LIONS INSIDER

COORDINATOR CUT-UP: Lombardi to move Calvin Johnson around in offense

Posted Aug 20, 2014

Offensive coordinator Joe Lombardi plans to keep opposing defenses guessing by moving WR Calvin Johnson around on the field.

Every time Calvin Johnson steps on the field he becomes the focal point of opposing defenses.

The job of offensive coordinator Joe Lombardi is to find creative ways to get Johnson open so quarterback Matthew Stafford can deliver him the football, even though Johnson doesn’t necessarily have to be open to make a play.

Calvin JohnsonWR Calvin Johnson (Photo: Detroit Lions)

One of the ways Lombardi plans to keep defenses on their heels when it comes to defending Johnson is to move him around all over the field. It is more difficult to target a moving object than a stationary one.

The Lions plan to use Johnson out wide, in the slot and will motion him all over the field to help decipher defensive coverages and search for the best matchups.

“I think he’s going to move around a lot,” Lombardi said. “If they want to roll coverage to him or double him, it’s harder if he’s in multiple spots.

"And then I think every play you look at, you might want a guy with his skill set, I mean you’d like four of his skill sets, but, the point being you may want Golden Tate inside for a certain play, and you may want Golden outside and the same thing would apply for all of the receivers that you might have active.”

The goal is to make it harder for teams to use some of the double and triple coverages we’ve gotten accustomed to seeing vs.
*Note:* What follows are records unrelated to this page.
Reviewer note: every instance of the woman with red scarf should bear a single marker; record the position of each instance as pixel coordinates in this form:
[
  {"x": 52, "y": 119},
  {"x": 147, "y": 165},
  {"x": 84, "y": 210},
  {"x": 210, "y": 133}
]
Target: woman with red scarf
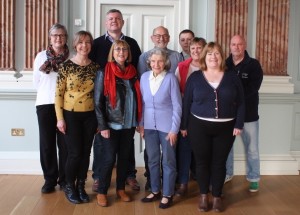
[{"x": 118, "y": 110}]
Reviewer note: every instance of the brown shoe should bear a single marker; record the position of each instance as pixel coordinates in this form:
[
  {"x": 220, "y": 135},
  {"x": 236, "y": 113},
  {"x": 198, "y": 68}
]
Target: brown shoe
[
  {"x": 95, "y": 185},
  {"x": 123, "y": 196},
  {"x": 133, "y": 183},
  {"x": 203, "y": 203},
  {"x": 217, "y": 204},
  {"x": 182, "y": 190},
  {"x": 102, "y": 200}
]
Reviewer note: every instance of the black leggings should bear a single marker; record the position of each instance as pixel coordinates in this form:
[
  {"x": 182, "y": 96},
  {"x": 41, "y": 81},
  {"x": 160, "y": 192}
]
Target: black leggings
[{"x": 211, "y": 143}]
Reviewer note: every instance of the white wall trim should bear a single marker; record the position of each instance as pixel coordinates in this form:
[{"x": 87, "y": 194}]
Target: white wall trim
[
  {"x": 277, "y": 84},
  {"x": 296, "y": 155},
  {"x": 29, "y": 163},
  {"x": 270, "y": 164}
]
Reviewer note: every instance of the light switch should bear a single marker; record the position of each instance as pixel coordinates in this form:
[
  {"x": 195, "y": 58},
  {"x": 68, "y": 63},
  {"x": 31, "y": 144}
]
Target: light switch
[{"x": 78, "y": 22}]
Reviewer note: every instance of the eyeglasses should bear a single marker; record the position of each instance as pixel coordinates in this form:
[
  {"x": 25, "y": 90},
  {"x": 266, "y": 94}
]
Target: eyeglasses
[
  {"x": 58, "y": 35},
  {"x": 119, "y": 49},
  {"x": 158, "y": 36}
]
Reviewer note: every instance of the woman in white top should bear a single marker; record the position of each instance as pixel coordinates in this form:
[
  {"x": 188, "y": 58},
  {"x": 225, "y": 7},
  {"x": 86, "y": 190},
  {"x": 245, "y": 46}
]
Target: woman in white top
[{"x": 44, "y": 79}]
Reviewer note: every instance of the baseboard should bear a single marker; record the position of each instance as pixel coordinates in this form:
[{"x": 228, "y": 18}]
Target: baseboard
[
  {"x": 270, "y": 165},
  {"x": 29, "y": 163}
]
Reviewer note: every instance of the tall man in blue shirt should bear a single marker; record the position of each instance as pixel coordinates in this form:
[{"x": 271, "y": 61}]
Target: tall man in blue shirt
[
  {"x": 160, "y": 38},
  {"x": 114, "y": 23},
  {"x": 250, "y": 73}
]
Johnson.

If a defense is successful in taking Johnson out of a particular play, Lombardi says he feels really good about Tate and his other receiving weapons and their ability to make plays.

“I think one of the good things of maybe him not playing in the preseason is I think you have seen some distribution with the football,” Lomabardi said. “That I think is going to help a player like him, that you can’t just say ‘he’s not catching the ball what else are you going to do?’

“I think, hopefully, the players have gained some confidence that the ball can be distributed and it doesn’t have to be just a one man show.”